Paddington, corgis, and that James Bond Skit. These are just three of the many of things that make us think of the royal family.
Another is the hit Netflix series The Crown, and with a new season coming out on November 9th, Google searches for the show have increased by 128% in the past week alone.
The show is praised for its accuracy, and while it may not feature a certain fictional spy or marmalade sandwiches, it does heavily feature the royal family’s beloved classic car collection. In celebration of this, Heritage Car Insurance have decided to look back at some of the royal family’s favourite classic cars as featured in the hit show:
Queen Elizabeth II was an enthusiastic motorist, and even in her 90s she continued to enjoy driving, often photographed behind the wheel. More often than not this was in a Land Rover, and The Crown has definitely paid tribute to that. The show frequently showcases the love the Queen had for driving, especially piloting herself (and occasional Prime Ministers) around Balmoral.
1952 Land Rover Series I
It is no secret that Land Rover is one of the favourite brands of the royal family. Land Rover’s royal connection dates back to 1948 when King George VI was presented with the 100th production Land Rover. The Land Rover Series 1 was designed by Maurice Wilks in 1948 and was influenced by the American Willys Jeep of WWII.
The Daimler DS420, also known as the Daimler Limousine, was made by The Daimler Company Limited between 1968 and 1992. Many countries used it as an official state car, and the DS420 limousine has been delivered to more reigning monarchs than any other model, and the royal family is no exception. Interestingly, the 1992 Daimler DS420 Limousine was originally supplied to Her Majesty the Queen Mother, and it is one of the cars that we see her in most frequently on the show.
Source: Jaguar Heritage Trust
The Queen Mother was quite particular about her Daimlers; she had them in black over royal claret, a softer rear cushion than standard, and usually with her personal mascot, a lion, on the grille. She can be seen here visiting the Vanden Plas factory in London in 1970, inspecting the car being built for her.
Land Rover Series 3 Station Wagon
In series 3, The Queen was driving an LWB Land Rover Series 3 station wagon during a hunting party on the Balmoral estate in Scotland.
In later years a good number of Defenders and Range Rovers have also featured in the former monarch’s lineup.
The Queen also owned two Rolls-Royce Phantom VIs, a Silver Jubilee Car and a more conventional 1986 model. Prior to the introduction of the two Bentley State Limousines in 2002, these were the official state cars. The show features a lot of different Rolls-Royce models, but the Phantom VI was the one the Queen used in real life.
1956 Lagonda 3 Litre Tickford Drophead Coupé
In 1954, Prince Philip commissioned an Aston Martin Lagonda 3-liter Drophead Coupe as a sports car that he and the newly crowned Queen Elizabeth could drive around in.

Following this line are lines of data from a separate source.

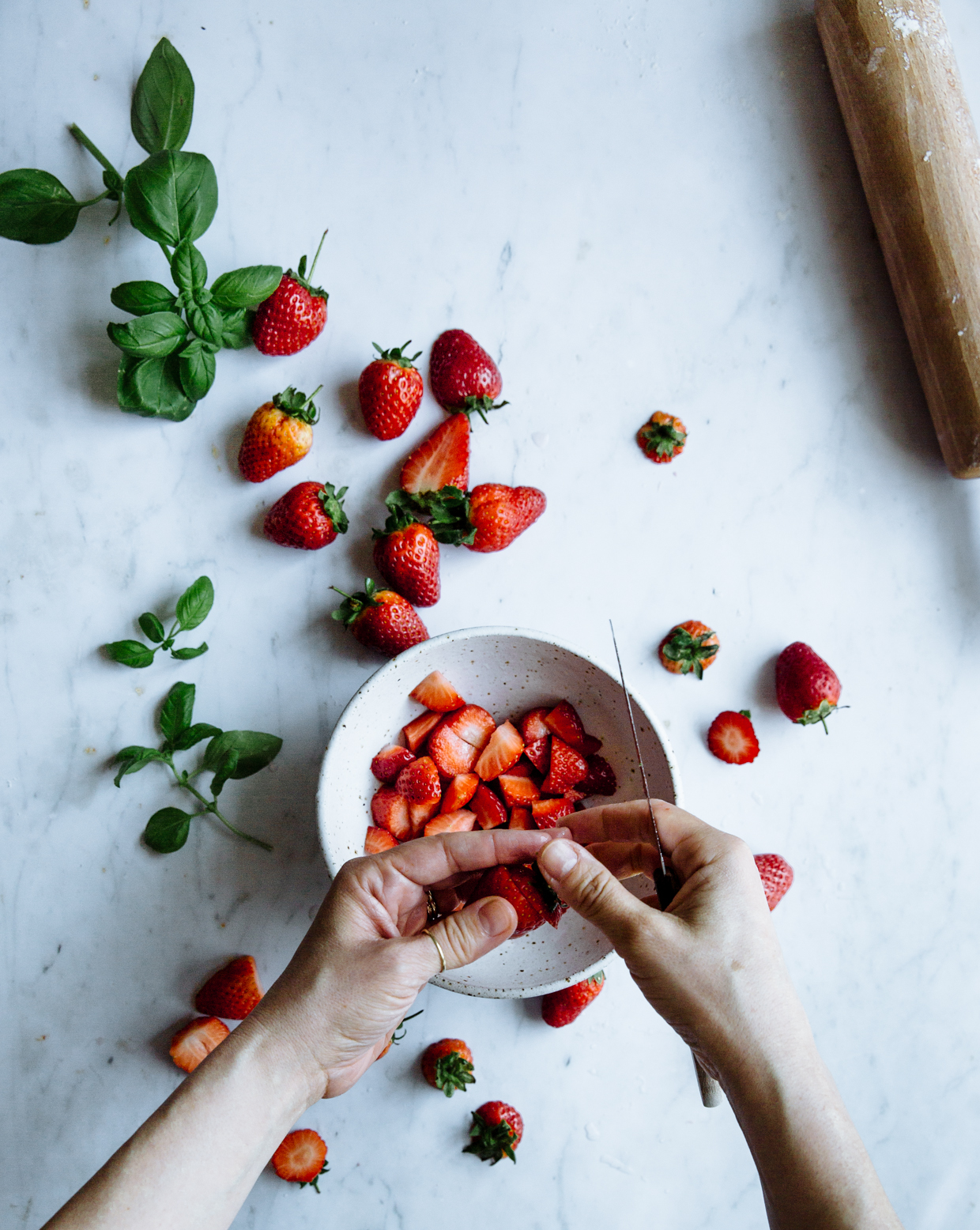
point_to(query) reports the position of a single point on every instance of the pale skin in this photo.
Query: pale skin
(711, 966)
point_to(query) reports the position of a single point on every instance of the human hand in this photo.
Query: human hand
(364, 960)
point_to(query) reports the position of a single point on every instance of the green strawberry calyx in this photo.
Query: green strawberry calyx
(298, 405)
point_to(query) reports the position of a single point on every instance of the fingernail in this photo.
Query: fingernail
(557, 858)
(495, 916)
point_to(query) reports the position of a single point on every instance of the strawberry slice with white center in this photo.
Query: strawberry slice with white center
(438, 694)
(503, 750)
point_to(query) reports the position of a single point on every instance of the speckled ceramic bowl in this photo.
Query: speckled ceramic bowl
(507, 670)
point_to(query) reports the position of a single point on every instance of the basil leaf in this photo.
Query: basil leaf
(247, 287)
(254, 750)
(188, 267)
(196, 368)
(152, 626)
(166, 831)
(141, 298)
(186, 655)
(130, 654)
(194, 734)
(35, 207)
(172, 196)
(177, 710)
(153, 387)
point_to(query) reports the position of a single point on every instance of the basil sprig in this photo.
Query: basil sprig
(230, 756)
(194, 608)
(168, 352)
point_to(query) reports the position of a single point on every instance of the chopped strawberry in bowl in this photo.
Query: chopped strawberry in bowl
(477, 731)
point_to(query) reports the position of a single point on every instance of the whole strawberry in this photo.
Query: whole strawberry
(562, 1008)
(294, 314)
(380, 619)
(307, 517)
(462, 375)
(390, 391)
(662, 437)
(278, 435)
(805, 687)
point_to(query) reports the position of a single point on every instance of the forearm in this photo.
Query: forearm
(194, 1163)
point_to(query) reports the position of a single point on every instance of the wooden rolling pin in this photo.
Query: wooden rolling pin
(916, 149)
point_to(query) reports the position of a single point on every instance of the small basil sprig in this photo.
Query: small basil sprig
(229, 756)
(194, 606)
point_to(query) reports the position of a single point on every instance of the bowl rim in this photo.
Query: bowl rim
(465, 634)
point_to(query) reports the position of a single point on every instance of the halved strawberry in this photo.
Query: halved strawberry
(194, 1042)
(378, 840)
(418, 730)
(567, 725)
(450, 822)
(390, 760)
(566, 769)
(490, 811)
(420, 781)
(390, 811)
(548, 811)
(459, 791)
(501, 753)
(437, 692)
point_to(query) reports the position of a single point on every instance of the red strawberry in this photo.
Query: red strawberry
(420, 781)
(459, 791)
(566, 768)
(778, 876)
(448, 1066)
(451, 822)
(689, 647)
(437, 692)
(662, 437)
(462, 375)
(805, 687)
(390, 391)
(562, 1008)
(566, 723)
(278, 435)
(194, 1042)
(440, 460)
(501, 513)
(301, 1157)
(293, 315)
(496, 1132)
(378, 840)
(418, 730)
(232, 991)
(732, 737)
(490, 811)
(390, 811)
(390, 760)
(380, 619)
(601, 778)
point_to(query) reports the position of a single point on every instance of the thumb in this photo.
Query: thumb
(593, 892)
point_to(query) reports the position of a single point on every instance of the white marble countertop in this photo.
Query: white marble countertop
(635, 207)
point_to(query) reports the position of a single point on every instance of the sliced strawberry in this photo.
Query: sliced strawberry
(501, 753)
(194, 1042)
(378, 840)
(418, 730)
(459, 791)
(390, 811)
(567, 725)
(450, 822)
(566, 769)
(390, 760)
(518, 790)
(490, 811)
(548, 811)
(437, 692)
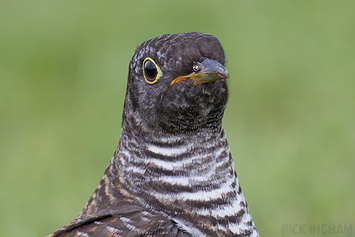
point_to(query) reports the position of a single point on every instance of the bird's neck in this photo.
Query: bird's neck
(193, 173)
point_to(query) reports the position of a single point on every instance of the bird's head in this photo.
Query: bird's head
(176, 83)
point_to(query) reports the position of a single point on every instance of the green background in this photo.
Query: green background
(290, 119)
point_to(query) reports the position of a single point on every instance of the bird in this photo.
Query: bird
(172, 173)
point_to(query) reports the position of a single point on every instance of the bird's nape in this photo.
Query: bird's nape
(172, 173)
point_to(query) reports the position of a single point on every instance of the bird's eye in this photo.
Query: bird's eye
(151, 71)
(196, 67)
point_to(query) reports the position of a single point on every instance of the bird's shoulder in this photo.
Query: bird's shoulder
(138, 223)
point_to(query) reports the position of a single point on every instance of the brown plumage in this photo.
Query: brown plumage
(172, 173)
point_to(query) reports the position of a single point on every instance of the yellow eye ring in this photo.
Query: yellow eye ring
(151, 71)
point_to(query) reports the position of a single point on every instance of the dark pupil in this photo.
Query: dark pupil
(150, 70)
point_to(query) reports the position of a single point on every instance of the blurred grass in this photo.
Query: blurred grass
(289, 121)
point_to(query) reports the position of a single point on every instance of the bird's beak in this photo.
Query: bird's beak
(205, 72)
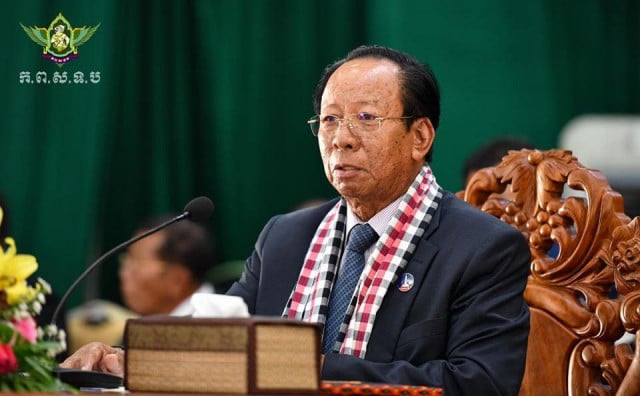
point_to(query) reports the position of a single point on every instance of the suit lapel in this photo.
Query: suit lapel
(397, 304)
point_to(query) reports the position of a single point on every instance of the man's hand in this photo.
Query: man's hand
(98, 357)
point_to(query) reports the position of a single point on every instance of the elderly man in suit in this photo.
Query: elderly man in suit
(413, 285)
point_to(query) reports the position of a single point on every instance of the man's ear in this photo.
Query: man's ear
(423, 136)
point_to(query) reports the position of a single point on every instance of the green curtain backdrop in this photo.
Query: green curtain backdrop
(206, 97)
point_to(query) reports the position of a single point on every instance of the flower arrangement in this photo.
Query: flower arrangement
(27, 352)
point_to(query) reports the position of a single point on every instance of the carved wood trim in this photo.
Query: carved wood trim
(582, 244)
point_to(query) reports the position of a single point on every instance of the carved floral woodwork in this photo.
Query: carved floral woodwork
(585, 268)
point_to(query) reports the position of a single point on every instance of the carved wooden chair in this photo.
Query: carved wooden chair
(584, 285)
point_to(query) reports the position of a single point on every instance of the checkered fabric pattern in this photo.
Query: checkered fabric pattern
(392, 252)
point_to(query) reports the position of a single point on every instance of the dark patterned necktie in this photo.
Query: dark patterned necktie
(361, 237)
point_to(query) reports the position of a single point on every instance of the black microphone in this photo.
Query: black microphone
(197, 209)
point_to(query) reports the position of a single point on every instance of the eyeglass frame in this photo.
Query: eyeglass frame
(315, 120)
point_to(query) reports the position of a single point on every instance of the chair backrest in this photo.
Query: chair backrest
(584, 284)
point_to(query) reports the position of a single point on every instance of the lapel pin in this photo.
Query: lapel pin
(405, 282)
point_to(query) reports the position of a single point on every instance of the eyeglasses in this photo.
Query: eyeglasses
(363, 122)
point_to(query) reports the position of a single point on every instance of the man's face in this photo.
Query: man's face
(372, 169)
(144, 278)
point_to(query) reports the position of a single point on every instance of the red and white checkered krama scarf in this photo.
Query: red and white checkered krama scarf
(392, 252)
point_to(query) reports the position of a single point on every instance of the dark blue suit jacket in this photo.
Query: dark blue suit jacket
(463, 326)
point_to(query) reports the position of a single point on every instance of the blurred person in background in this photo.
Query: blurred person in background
(158, 275)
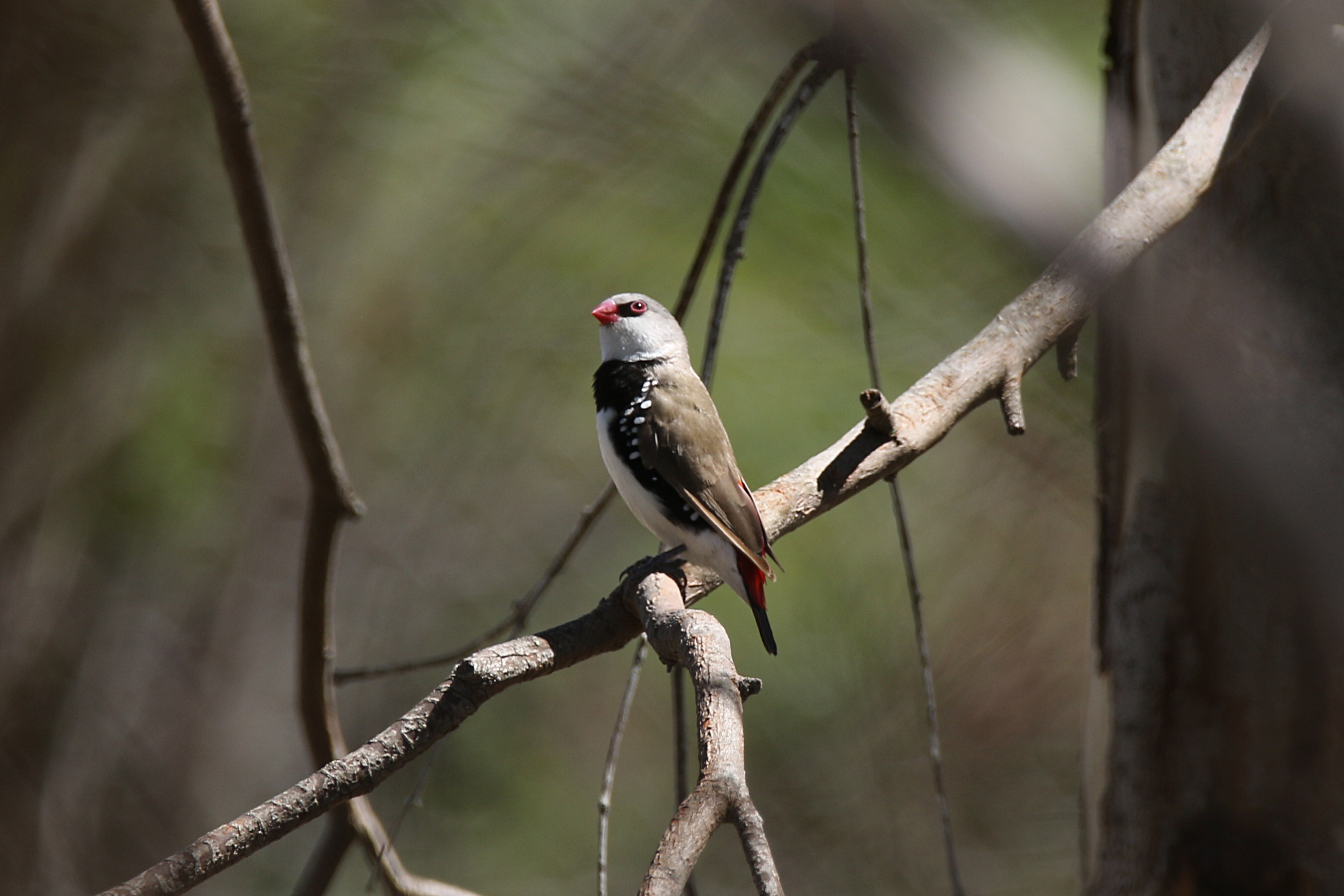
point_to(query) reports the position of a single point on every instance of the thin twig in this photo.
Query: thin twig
(1155, 202)
(613, 752)
(332, 499)
(730, 178)
(734, 252)
(930, 702)
(861, 229)
(514, 624)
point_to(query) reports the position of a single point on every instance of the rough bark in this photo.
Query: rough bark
(1221, 393)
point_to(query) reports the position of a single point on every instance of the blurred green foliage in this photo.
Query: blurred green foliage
(459, 183)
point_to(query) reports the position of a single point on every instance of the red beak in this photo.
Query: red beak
(606, 313)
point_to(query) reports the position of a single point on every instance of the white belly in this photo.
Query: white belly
(703, 547)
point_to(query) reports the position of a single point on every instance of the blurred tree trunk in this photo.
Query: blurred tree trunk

There were only twenty of these vehicles made, and it is the only one that wasprivately owned by the Duke of Edinburgh. Over the course of seven years, Prince Philip used the convertible as his personal vehicle. We can see it in Series 2 of The Crown.
Prince Philip also once owned a classic MG sports car, which played a massive role in the courtship of the future Queen and Duke of Edinburgh, as we also see in the early episodes of the show.
In real life, he drove an MG TC when he was courting the then Princess Elizabeth, which he traded in for the TD. Always an avowed MG fan, he also hosted several MG gatherings at Windsor Castle and Buckingham Palace, proving that you never forget your first love.
Aston Martin DB6 Volante Series II
As seen throughout the show, the then Prince Charles (played by Josh O’Connor) drives his Aston Martin DB6 Volante, which is very similar to the one the actual prince bought in 1971.
King Charles still owns the car to this day, and he once famously said in an interview that it runs on wine and cheese. Yes, quite literally, he said it runs on surplus English white wine and whey from the cheese process! RS Williams Ltd converted the Prince’s DB6 into a cheese and wine machine by working with a Gloucestershire-based bioethanol company called Green Fuels.
Source: The Telegraph
Austin Mini Metro
During her time working in a nursery in London, Lady Diana Spencer drove a basic version of the Austin Mini Metro, which became one of the most photographed cars in history as paparazzi closely documented her life.
Prince Charles bought the vehicle for the then Lady Diana after he test-drove the vehicle out of the British Leyland factory in Longbridge. He took it on a 20-mile trip.
Source: Treasured Cars
1987 Jaguar XJ-S V12 Cabriolet
This was the personal car of Diana, Princess of Wales, and was built towards the end of Cabriolet production. Cabriolets are normally only available as two-seaters, but this one was specially fitted with two rear seats for Princes William and Harry. This car was used by the Princess between 1987 and 1991.
Source: Jaguar Heritage Trust
Rolls-Royce Silver Wraith II LWB (1980)
This car was delivered new to Princess Margaret. According to Princess Margaret’s instructions, the Silver Wraith II had been designed with particular details: finished in Cardinal Red under a black Everflex covered roof, inset with Standard Pennant and Royal Crest mountings and even a blue police light!
It is truly a bespoke interior, and for a lady who is often portrayed on the show as ostentatious, it’s rather modest. This exact version of her car cannot be seen on the show, but it is truly iconic and fit for royalty.
Mark Wilkinson, Managing Director at Heritage Car Insurance comments: “The royal family’s choice of cars through the decades shows their support for British manufacturers and the heritage of British motoring.
From the style and glamour of Jaguar and Aston Martin, to the enduring practicality of Land Rover, the royals have embraced the best of British, with iconic results. As one of the most photographed families in the world, the cars are always there, fulfilling both style and function in historic moments – both in real life and on-screen depictions.”